En cas d’échec immédiat d’une première BSU, il faudra d’abord se poser la question de l’indication de la BSU car, hormis les fautes techniques, si la première BSU n’a pas fonctionné, il est peu probable qu’une deuxième soit plus efficace, sauf si, en cas d’insuffisance sphinctérienne, c’est une BSU TO qui a été mise en place au lieu d’une RP. D’autres alternatives devront être discutées : colposuspension de type Burch, injections périurétrales, ballonnets périurétraux et sphincter artificiel. En cas de récidive vraie, après plusieurs années, les résultats ne semblent pas très différents entre voie RP et TO, mais il existe peutêtre une légère supériorité de la voie RP qui a donc ma préférence dans cette indication (79 % vs 65 % ; p = 0,002)(4).
Obésité
Il n’existe pas d’essai randomisé dans cette sous-population. L’efficacité semble similaire pour les voies TO et RP dans cette population.
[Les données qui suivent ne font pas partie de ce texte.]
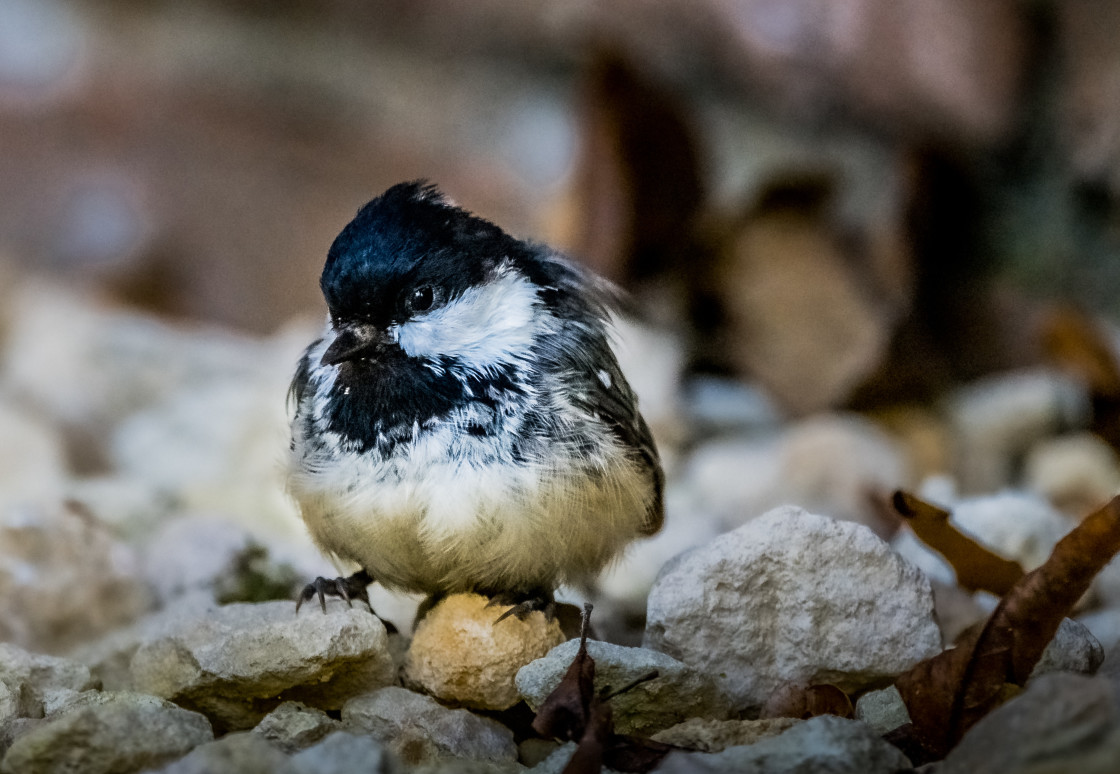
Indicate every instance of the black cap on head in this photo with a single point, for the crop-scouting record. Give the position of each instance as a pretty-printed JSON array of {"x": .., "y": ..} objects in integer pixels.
[{"x": 407, "y": 238}]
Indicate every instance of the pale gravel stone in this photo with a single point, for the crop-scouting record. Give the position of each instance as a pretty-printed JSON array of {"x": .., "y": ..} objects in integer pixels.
[
  {"x": 459, "y": 654},
  {"x": 826, "y": 464},
  {"x": 1073, "y": 649},
  {"x": 999, "y": 418},
  {"x": 419, "y": 729},
  {"x": 1017, "y": 525},
  {"x": 714, "y": 736},
  {"x": 110, "y": 734},
  {"x": 822, "y": 744},
  {"x": 64, "y": 578},
  {"x": 9, "y": 703},
  {"x": 242, "y": 753},
  {"x": 884, "y": 710},
  {"x": 346, "y": 753},
  {"x": 1058, "y": 719},
  {"x": 294, "y": 726},
  {"x": 39, "y": 683},
  {"x": 793, "y": 597},
  {"x": 235, "y": 663},
  {"x": 677, "y": 693}
]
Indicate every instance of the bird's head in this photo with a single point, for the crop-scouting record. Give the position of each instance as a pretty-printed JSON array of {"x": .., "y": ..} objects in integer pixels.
[{"x": 414, "y": 276}]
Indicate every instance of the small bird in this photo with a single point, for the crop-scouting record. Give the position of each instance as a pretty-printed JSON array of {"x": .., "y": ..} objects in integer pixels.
[{"x": 463, "y": 423}]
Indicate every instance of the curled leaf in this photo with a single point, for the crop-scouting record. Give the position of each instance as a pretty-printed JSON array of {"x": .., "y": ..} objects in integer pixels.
[
  {"x": 565, "y": 714},
  {"x": 794, "y": 700},
  {"x": 950, "y": 692},
  {"x": 977, "y": 567}
]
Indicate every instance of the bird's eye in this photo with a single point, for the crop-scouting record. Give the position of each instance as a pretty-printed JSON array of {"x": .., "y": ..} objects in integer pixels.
[{"x": 421, "y": 298}]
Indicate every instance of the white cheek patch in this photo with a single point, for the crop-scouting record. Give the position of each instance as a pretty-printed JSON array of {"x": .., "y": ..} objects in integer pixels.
[{"x": 485, "y": 327}]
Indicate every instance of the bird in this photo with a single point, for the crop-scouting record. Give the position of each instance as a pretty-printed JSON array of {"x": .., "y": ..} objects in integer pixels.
[{"x": 463, "y": 423}]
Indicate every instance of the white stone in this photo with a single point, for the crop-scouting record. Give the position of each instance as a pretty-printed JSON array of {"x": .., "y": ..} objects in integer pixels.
[
  {"x": 112, "y": 733},
  {"x": 821, "y": 744},
  {"x": 1073, "y": 649},
  {"x": 33, "y": 460},
  {"x": 64, "y": 578},
  {"x": 624, "y": 586},
  {"x": 192, "y": 553},
  {"x": 1017, "y": 525},
  {"x": 1104, "y": 626},
  {"x": 826, "y": 464},
  {"x": 793, "y": 597},
  {"x": 678, "y": 692},
  {"x": 294, "y": 726},
  {"x": 997, "y": 419},
  {"x": 233, "y": 754},
  {"x": 234, "y": 663},
  {"x": 345, "y": 753},
  {"x": 884, "y": 710},
  {"x": 1078, "y": 472}
]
Il faut, en revanche, noter que l’efficacité des BSU chez les femmes atteintes d’obésité importante (IMC > 35 kg/m2) semble très diminuée (taux de satisfaction de 50 % si l’IMC > 35 kg/m2 vs 81 % si l’IMC < 35 kg/m2)(5). Ainsi, pour les femmes ayant une obésité morbide, la chirurgie bariatrique est associée à de meilleures chances de succès sur l’incontinence que les BSU.
Femmes sportives
Pour les femmes jeunes très sportives, même en l’absence d’étude spécifique dans cette souspopulation, j’ai tendance à privi légier la mise en place d’une BSU RP pour maximiser leurs chances de succès (meilleure efficacité objective) et minimiser le risque de douleurs de la racine des cuisses qui pourraient les gêner dans leurs pratiques sportives.
Mini-bandelettes
Par définition, les mini-BSU sont des bandelettes de longueur réduite, insérées par une incision unique (single incision sling)au lieu d’une extériorisation suspubienne ou à travers la racine des cuisses, comme c’est le cas pour les BSU « classiques ». Le caractère limité de la dissection pourrait favoriser une prise en charge plus fréquente en ambulatoire, mais ceci n’a encore jamais été montré. Une métaanalyse portant sur 9 essais randomisés (758 femmes) avec un suivi moyen de 9,5 mois, a montré que les résultats subjectifs et objectifs sont moins bons avec ces mini-BSU comparativement aux BSU classiques (voie RP ou TO) (RR : 0,83 ; IC : 0,70-0,99 et RR : 0,85 ; IC : 0,74-0,97)(6). Certes, la durée opératoire est légèrement plus courte et il y a un peu moins de douleurs postopératoires, mais le taux de réinterventions est plus important dans le groupe mini-BSU (RR : 6,72 ; IC : 2,39-18,89)(6). Aussi, en attendant d’obtenir un meilleur compromis entre efficacité et risque de complications, ces mini-BSU doivent être réservées aux études cliniques ou aux exceptionnelles contreindications aux BSU classiques.
Conclusion
Il apparaît indispensable de se former et de former les plus jeunes à tous les types de bandelettes sous-urétrales, afin de pouvoir proposer « la » bandelette la plus adaptée à chaque sous-groupe de patientes.